The Great Recession of 2008 led to a meltdown in both credit and equity markets and the collapse of massive financial institutions, chief among them being Lehman Brothers. Governments had to intervene in order to avoid a complete meltdown of the global financial system — what many referred to as ‘the end of the world’ — but the sense of security and stability this allowed was a temporary veneer which is now quickly evaporating to reveal that the crisis is still boiling.
The great economies of the world are suffering from grave fiscal and structural imbalances with no long-term remedy apparent.
The United States economy is struggling, and the S&P’s downgrade of America’s once coveted AAA credit rating highlights the uncertainty surrounding whether Washington will be able to find a solution to its enormous fiscal challenges. The $787 billion economic stimulus package, passed in February 2009, did not have the desired outcome of a sustained boost in the economy, while the gridlock in government resulting from the power struggle between Republicans and Democrats is only becoming more entrenched the closer we get to the US presidential elections in 2012. These harbingers of misfortune — insufficient fiscal policies, political conflict, a raised debt ceiling and the downgrade — are undeniably pressuring the US dollar, once regarded as the most solid of shelters in times of crisis.
The Eurozone also faces a severe debt crisis, with several members having their credit ratings battered, while European policymakers are being forced to intervene to protect banks from collapsing as a result of their exposure to the debt of vulnerable countries within the union.
Greece is on the edge of default; while many would argue that this will not occur, the sheer possibility that it might default is significantly pressuring the Eurozone. Italy, the Eurozone’s third largest economy, has the third largest sovereign debt market in the world.
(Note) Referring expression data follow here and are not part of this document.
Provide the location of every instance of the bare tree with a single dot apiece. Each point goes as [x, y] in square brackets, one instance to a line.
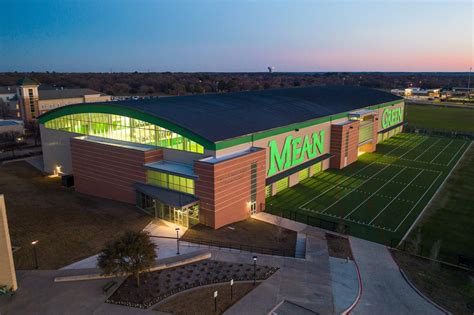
[434, 253]
[4, 109]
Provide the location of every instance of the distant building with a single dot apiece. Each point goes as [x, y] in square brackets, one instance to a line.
[29, 98]
[9, 106]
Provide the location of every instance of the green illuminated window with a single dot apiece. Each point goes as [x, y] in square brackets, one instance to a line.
[169, 181]
[123, 128]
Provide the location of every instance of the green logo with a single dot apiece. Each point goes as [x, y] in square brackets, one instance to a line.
[294, 151]
[391, 117]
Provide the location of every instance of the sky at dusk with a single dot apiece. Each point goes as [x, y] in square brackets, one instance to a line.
[236, 36]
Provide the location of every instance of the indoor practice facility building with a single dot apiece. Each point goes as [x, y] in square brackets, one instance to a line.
[214, 158]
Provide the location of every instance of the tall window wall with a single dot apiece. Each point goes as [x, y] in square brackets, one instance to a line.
[169, 181]
[123, 128]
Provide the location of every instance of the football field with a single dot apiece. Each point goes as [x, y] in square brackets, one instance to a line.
[381, 195]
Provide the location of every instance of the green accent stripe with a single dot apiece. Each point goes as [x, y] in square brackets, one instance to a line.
[125, 111]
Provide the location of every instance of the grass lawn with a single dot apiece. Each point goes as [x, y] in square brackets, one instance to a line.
[201, 301]
[450, 217]
[69, 226]
[251, 234]
[438, 117]
[379, 196]
[447, 286]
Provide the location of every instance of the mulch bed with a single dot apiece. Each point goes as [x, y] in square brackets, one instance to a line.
[339, 246]
[158, 285]
[201, 301]
[249, 235]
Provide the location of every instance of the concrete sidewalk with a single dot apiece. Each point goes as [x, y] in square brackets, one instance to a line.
[384, 290]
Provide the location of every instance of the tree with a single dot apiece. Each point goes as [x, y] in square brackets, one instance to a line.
[132, 253]
[4, 109]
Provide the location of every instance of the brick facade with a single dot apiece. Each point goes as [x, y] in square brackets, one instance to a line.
[224, 188]
[339, 143]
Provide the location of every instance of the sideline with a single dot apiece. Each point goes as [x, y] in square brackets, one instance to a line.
[434, 195]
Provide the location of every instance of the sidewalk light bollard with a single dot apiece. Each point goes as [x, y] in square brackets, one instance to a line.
[254, 269]
[177, 241]
[215, 301]
[34, 252]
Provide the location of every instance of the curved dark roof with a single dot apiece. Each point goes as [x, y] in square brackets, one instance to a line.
[217, 117]
[224, 116]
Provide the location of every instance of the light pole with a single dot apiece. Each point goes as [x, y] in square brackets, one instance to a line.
[254, 269]
[177, 241]
[34, 252]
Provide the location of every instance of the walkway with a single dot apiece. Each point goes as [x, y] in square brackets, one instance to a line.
[385, 291]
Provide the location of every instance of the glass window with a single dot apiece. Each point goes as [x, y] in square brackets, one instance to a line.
[169, 181]
[124, 129]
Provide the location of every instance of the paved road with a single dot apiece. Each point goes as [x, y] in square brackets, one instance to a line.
[384, 290]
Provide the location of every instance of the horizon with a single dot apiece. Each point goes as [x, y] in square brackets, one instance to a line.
[210, 36]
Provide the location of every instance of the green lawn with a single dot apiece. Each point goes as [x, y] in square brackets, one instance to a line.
[450, 217]
[378, 197]
[440, 118]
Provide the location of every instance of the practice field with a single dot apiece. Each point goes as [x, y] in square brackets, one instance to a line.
[378, 197]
Just to put things into perspective, Italy has $2.6 trillion of sovereign debt outstanding and there is only $350 billion left in the European Financial Stability Facility — the euro rescue package. The European Central Bank (ECB) announced that it is tightening the amount of government bonds it purchases. Expressions of hope that a permanent solution is in sight are ubiquitously absent.
The ECB’s strict conditions on a bail-out, its increase in idle cash — due to cautious banks refusing to lend to each other — and the possibility of a sovereign (Greek) default are creating a great deal of uncertainty in the Eurozone. A default in the Eurozone would be catastrophic to anyone exposed to European banks holding government bonds, and thus a significant blow to any hopes for a recovery of the global economy.
It stands to reason that in the current geopolitical climate, investing is becoming an increasingly unnerving venture, with trustworthy investments scarce and safe havens almost nonexistent. Even gold’s volatility and constant price fluctuations are pushing risk-averse investors to question its safety. Gold hit a high of $1,921/ounce on September 6, 2011, and within a period of three weeks fell sharply to $1,532/ounce.
Many major economies are suffering from anemic growth, corporations are still struggling, overall bank profitability is decreasing, money supply in Europe may come to a halt, a major default is not farfetched and the traditional safe havens are being stripped of their security. The dominant currencies of the world are battling each other on who is weaker rather than stronger. As investors, we find ourselves with no truly safe grounds for our investments, but the rise in uncertainty has led to an increase in volatility, a heaven for speculators. The current environment is favorable for investors willing to take risks. The rules of the game have changed, and so should the investor.
Amidst the turmoil and confusion lies an opportunity in disguise: “Be fearful when others are greedy and greedy when others are fearful,” is the famous advice of Warren Buffet; and these are indeed fearful times.